Dreams of Frances: A love letter to Greta Gerwig and her portrayal of the female identity
Camila Grimaldi, Editorial Staff Writer
The world is starved for complex female characters. We have been treated to countless supporting roles: love interests, sex icons, and sidekicks. Rarely do we see a female protagonist who is strong-willed and proactive, or someone who channels our insecurities and flaws onto the big screen. I believed there was little hope for female representation in film, until I met Frances.
I first watched Noah Baumbach’s Frances Ha in high school and burned with anxiety throughout its short run time. This black-and-white film was an unconventional presentation of a, for lack of a better word, quirky protagonist with a knack for failure and disappointment.
At the time, Frances was a physical manifestation of my worst nightmare. I had just been accepted into university, a fact that had officially set me down an unconventional career path and forced me to accept my sink-or-swim destiny. Frances was, at 27, still trying to swim and barely keeping her head above the surface. I was mortified.

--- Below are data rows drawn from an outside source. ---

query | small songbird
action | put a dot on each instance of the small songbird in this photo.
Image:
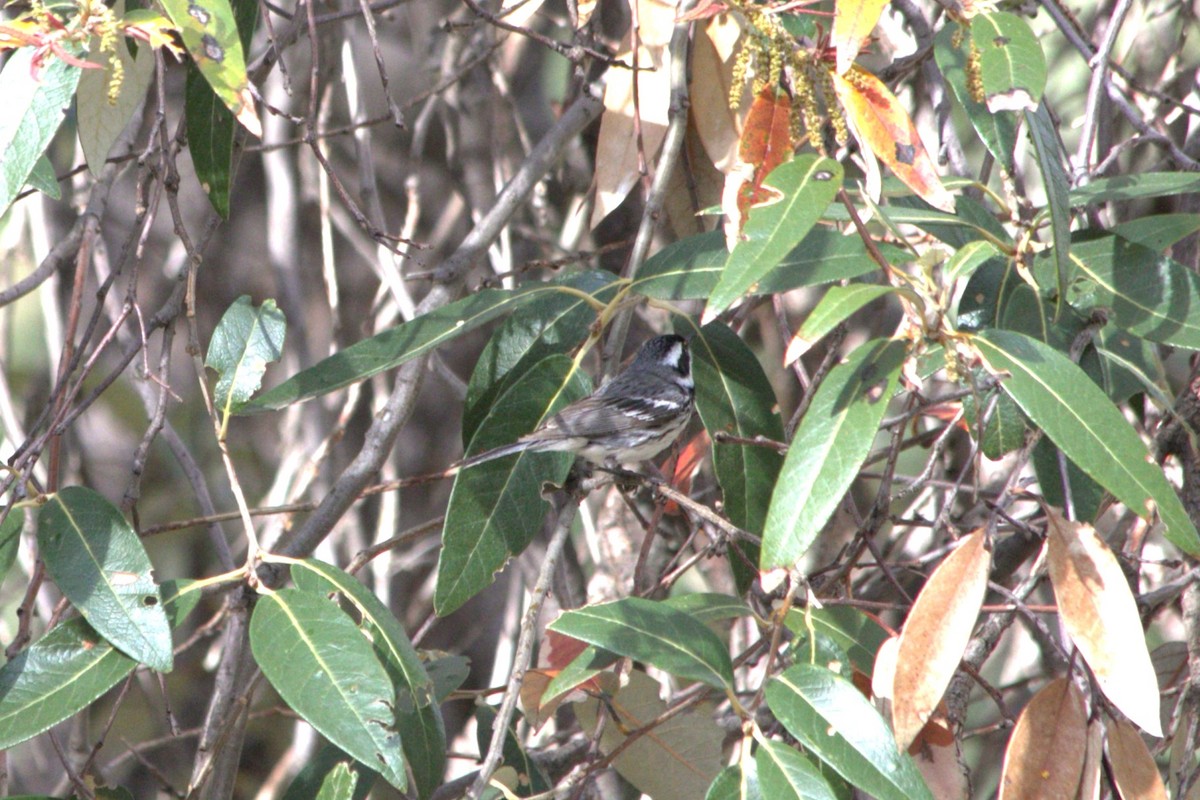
(630, 419)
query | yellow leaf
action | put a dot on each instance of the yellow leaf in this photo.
(1133, 768)
(1047, 750)
(935, 635)
(1101, 615)
(852, 22)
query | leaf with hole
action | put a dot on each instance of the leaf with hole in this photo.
(325, 669)
(101, 566)
(653, 632)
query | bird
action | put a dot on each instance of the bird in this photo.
(628, 420)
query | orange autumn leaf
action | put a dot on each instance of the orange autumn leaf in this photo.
(766, 143)
(885, 127)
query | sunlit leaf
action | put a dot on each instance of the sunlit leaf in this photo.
(1101, 614)
(828, 449)
(245, 341)
(324, 668)
(496, 507)
(655, 633)
(832, 719)
(1056, 395)
(677, 761)
(33, 113)
(99, 563)
(1012, 65)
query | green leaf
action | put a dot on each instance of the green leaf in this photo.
(312, 776)
(837, 306)
(655, 633)
(996, 131)
(54, 678)
(709, 607)
(395, 346)
(43, 179)
(245, 341)
(532, 780)
(1056, 395)
(1012, 65)
(832, 719)
(1006, 427)
(1086, 495)
(33, 113)
(418, 716)
(681, 756)
(1158, 232)
(339, 783)
(1057, 186)
(690, 268)
(10, 540)
(853, 631)
(551, 323)
(735, 396)
(829, 446)
(583, 667)
(210, 124)
(210, 35)
(1146, 294)
(325, 669)
(496, 507)
(786, 775)
(808, 185)
(735, 783)
(99, 563)
(1135, 187)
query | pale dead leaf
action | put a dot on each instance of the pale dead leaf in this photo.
(1090, 780)
(1133, 768)
(617, 144)
(935, 635)
(520, 12)
(883, 674)
(1101, 615)
(717, 124)
(852, 23)
(1047, 750)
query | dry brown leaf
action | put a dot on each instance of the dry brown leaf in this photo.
(1045, 752)
(1090, 779)
(709, 92)
(935, 635)
(1133, 768)
(852, 23)
(1101, 615)
(885, 128)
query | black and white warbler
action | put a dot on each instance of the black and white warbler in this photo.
(630, 419)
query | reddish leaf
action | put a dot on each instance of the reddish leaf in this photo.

Only a senior in high school, 27 seemed centuries away, but I knew that by that age I wanted everything Frances could not seem to get her hands on: a successful career, a relationship, and a living space. And I found her insufferable; she was too self-assured in her enjoyment of a world that seemed to have no room for her.
Two years into college, I was forced to watch Frances Ha again for a writing class. However, this time, I felt like I was watching a different film. Every negative sentiment I had about Frances dissolved until only quiet reflection remained.
Watching it a second time, the film became a meditative experience for me. My new perception of the film anchored itself in everything Greta Gerwig. Her nuanced writing and poignant interpretation of a protagonist could have so easily teetered towards annoying, as it had done when I first watched it as a narcissistic adolescent. Now, she was nothing if not endearing.
Here was a female character I had to work to understand, who was challenging me by dragging me along for a ride I would have never imagined going along, and whose emotions became tied to my own. I cared, I cringed, and then I cared more. Her victories were mine, her disillusionments bitter, familiar, and a little comforting.
It took seeing Frances Ha again for me to realize the true strength of Lady Bird, a film that has earned Greta Gerwig two Oscar nominations for screenwriting and directing. Lady Bird is Frances Ha’s more ambitious prequel, a story of a teenage girl (Saoirse Ronan) navigating the turbulence of senior year.
Lady Bird radiates Gerwig, even though she states that “nothing in the movie literally happened in my life… it has a core of truth that resonates with what I know” (Indiewire, 2017). It is that desire to achieve truth that makes Gerwig’s writing so intimate. Her screenplays sprout from the most abstract of human experiences. She draws from emotions, memories, and dreams before delving into meticulously curated scenes and conversations. It is in the transition from abstraction to specificity that Gerwig manages to achieve a level of heightened universality. By the end of the film, we have all become part of the story we are watching, because each character is rooted in something more profound than their immediate environment.
At least, that was my experience. I have heard complaints that Lady Bird and Frances are unrelatable. But with these people, I am patient. The film industry has not provided audiences with many female characters, let alone any as flawed, ambitious and feisty as Lady Bird. It may take time before people are willing to forgive female characters’ flaws in the way they may dismiss those of male protagonists. I argue that part of Lady Bird’s relatability is her temperament; Gerwig allows us to see how Lady Bird grapples to control the parts of herself that she does not like. Giving us insight into her struggle for identity is essential: What was adolescence if not a constant battle between insecurity and unwavering egoism?
The lower moments of Lady Bird’s narrative makes the smaller moments even more powerful. The created contrast, when Lady Bird blows out her birthday candle or names stars with her first love, makes us root for her. As the audience, we become more willing to forgive her for the mistakes we have seen so many people make in their adolescence. Looking back, we are propelled forward by the mistakes we make and the failures that shape us. We, at some time or another, will undergo the change that Lady Bird and Frances go through on screen.
Greta Gerwig has created two of the most interesting female characters seen in the last decade, and I can not wait to see who she will write next. I know we have miles to go in terms of diversity and representation when it comes to female characters. At the very least, Gerwig is opening a small window into the complexity of the female experience. Her success with Frances Ha and now Lady Bird are sparking interest in the film industry and proving time and time again that female-driven narratives work. The world cares.